Edição nº 1664 - 11 de novembro de 2020

Antonieta Garcia
ANDAS SEMPRE NA GIRALDINHA!!!

Era assim que minha avó expressava o desagrado que lhe mereciam mulheres adoradoras da rua! De acordo com as regras, usava o reparo, em tom assertivo, sem direito a réplica. Os rostos fechavam-se crispados, a censurada mostrava-se compungida… Para não haver guerra, o melhor remédio era ouvir e calar.
A Giraldinha exigia um tom conflituoso. Porquê? Enigma! Valham-nos os oráculos.

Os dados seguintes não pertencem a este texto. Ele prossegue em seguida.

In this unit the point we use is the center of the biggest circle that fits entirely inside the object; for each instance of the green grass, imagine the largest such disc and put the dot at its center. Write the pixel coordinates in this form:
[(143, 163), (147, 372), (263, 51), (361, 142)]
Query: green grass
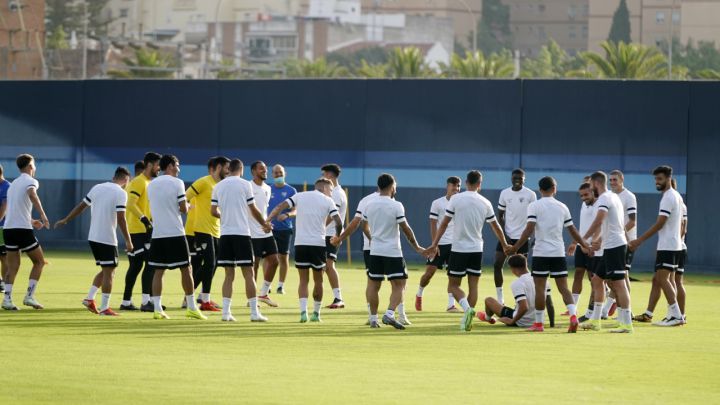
[(65, 354)]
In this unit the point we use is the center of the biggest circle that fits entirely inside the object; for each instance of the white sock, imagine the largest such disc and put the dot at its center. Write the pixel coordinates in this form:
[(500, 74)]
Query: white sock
[(464, 304), (104, 302), (501, 299), (92, 293), (539, 316), (32, 285), (253, 306), (190, 300), (226, 306), (606, 307), (265, 288)]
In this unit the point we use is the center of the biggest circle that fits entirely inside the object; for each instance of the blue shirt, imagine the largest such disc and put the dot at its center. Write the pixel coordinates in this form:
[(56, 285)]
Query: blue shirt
[(277, 196), (4, 185)]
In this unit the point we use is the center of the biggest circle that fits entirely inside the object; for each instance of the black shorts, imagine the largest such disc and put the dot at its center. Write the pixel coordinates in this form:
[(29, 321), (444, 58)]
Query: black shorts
[(105, 255), (681, 261), (264, 247), (581, 259), (443, 257), (310, 256), (629, 255), (282, 240), (141, 245), (667, 260), (391, 267), (555, 267), (330, 249), (612, 265), (22, 240), (169, 253), (524, 249), (235, 250), (461, 264)]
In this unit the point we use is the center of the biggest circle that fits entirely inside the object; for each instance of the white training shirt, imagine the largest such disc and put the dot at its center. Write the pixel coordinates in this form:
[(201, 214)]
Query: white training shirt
[(550, 217), (613, 227), (384, 216), (360, 212), (19, 207), (515, 205), (262, 199), (437, 212), (105, 201), (340, 199), (629, 202), (313, 208), (523, 288), (164, 194), (232, 195), (670, 207), (470, 211)]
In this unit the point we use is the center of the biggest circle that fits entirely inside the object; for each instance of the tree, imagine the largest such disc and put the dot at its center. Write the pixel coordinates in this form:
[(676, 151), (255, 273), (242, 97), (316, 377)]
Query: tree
[(145, 60), (626, 61), (620, 29), (477, 65), (494, 27), (317, 68)]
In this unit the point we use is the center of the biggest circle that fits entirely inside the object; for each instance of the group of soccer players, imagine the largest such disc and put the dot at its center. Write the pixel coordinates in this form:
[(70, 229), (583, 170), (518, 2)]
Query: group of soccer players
[(234, 223)]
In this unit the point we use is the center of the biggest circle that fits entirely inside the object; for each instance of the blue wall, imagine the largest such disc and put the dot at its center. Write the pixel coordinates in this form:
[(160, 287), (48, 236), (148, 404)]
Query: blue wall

Lembro-me que, sempre associei a Giraldinha a uma “voltinha” que misturava 10% de transgressão, com 90% do prazer de apanhar ar, de andar na “boa vai ela” e, seguindo a real gana, encontrar alguém, conversar… Estas passeatas soavam a amigos, em desacordo total com as malévolas insinuações de desvergonha e maus costumes que se haviam colado à pele da tal Giraldinha /voltinha. Tanto quanto me era permitido conjeturar, ter-se-ia constituído uma espécie de Clube de primas agradáveis, moças ociosas, vadias…, em suma, cachopas que partilhavam entre si, um denominador comum: elegiam a preguiça e o passeio para namoriscar e outros deleites… Benditas horas!

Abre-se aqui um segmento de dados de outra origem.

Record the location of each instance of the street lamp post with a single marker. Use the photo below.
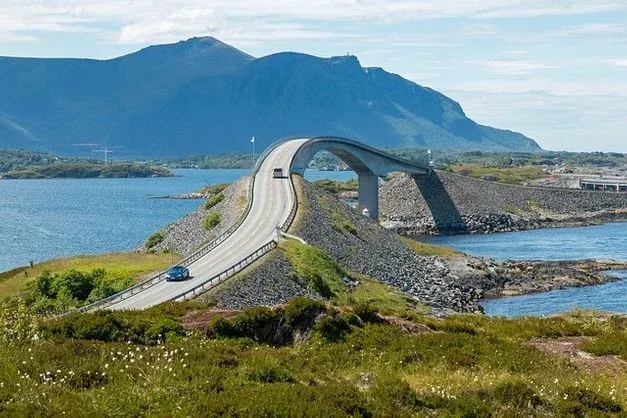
(252, 141)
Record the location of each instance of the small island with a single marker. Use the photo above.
(27, 165)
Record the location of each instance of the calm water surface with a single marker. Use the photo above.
(44, 219)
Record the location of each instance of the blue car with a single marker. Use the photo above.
(177, 273)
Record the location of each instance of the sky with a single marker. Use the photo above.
(554, 70)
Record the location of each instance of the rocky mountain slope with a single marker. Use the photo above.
(203, 96)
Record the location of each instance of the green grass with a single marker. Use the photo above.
(154, 239)
(117, 265)
(370, 370)
(214, 200)
(336, 187)
(378, 296)
(315, 266)
(425, 249)
(511, 175)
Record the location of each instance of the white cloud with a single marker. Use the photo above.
(138, 21)
(513, 67)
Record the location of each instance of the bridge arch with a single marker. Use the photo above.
(369, 164)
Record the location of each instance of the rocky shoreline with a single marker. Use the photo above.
(361, 246)
(465, 205)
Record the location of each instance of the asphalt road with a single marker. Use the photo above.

- Andas sempre na Giraldinha! – significava crítica séria e, às jovens, se a repetição ganhava terreno, anunciava penitências e punições severas, antes que o gato fosse às filhós… Dar uma voltinha era, naquele tempo, comportamento rueiro quase sinónimo de desregramento feminino. E a “andar na Giraldinha” penduravam-se manhas, mentiras e medos de mulher.
Afinal, talvez a língua solta e a alma ao léu, tivessem a ver com encantos, paixões, justiças e injustiças de uma moçoila que as crónicas não esqueceram… Protagonizou estórias mais ou menos proibidas? Trocou a submissão pela rebeldia? Desviou-se dos padrões fixados para o feminino? Era uma mulher conhecida, a Giraldinha? Parece que sim. Há uma história que fala de um fado castiço ligado a uma paixão amorosa, de uma jovem contrariada pelo pai e que fugira para Lisboa, a cidade talhada para uma vida de desenlaces plurais.
Nascida na Guarda, Maria Rosa, era a sua graça… Insinuante, bonitona, finória, rueira suscitava argumentação vária: Maria faz por ser boa, que a tua fama longe soa… Quem anda sempre na rua, pouco faz e nada aprende…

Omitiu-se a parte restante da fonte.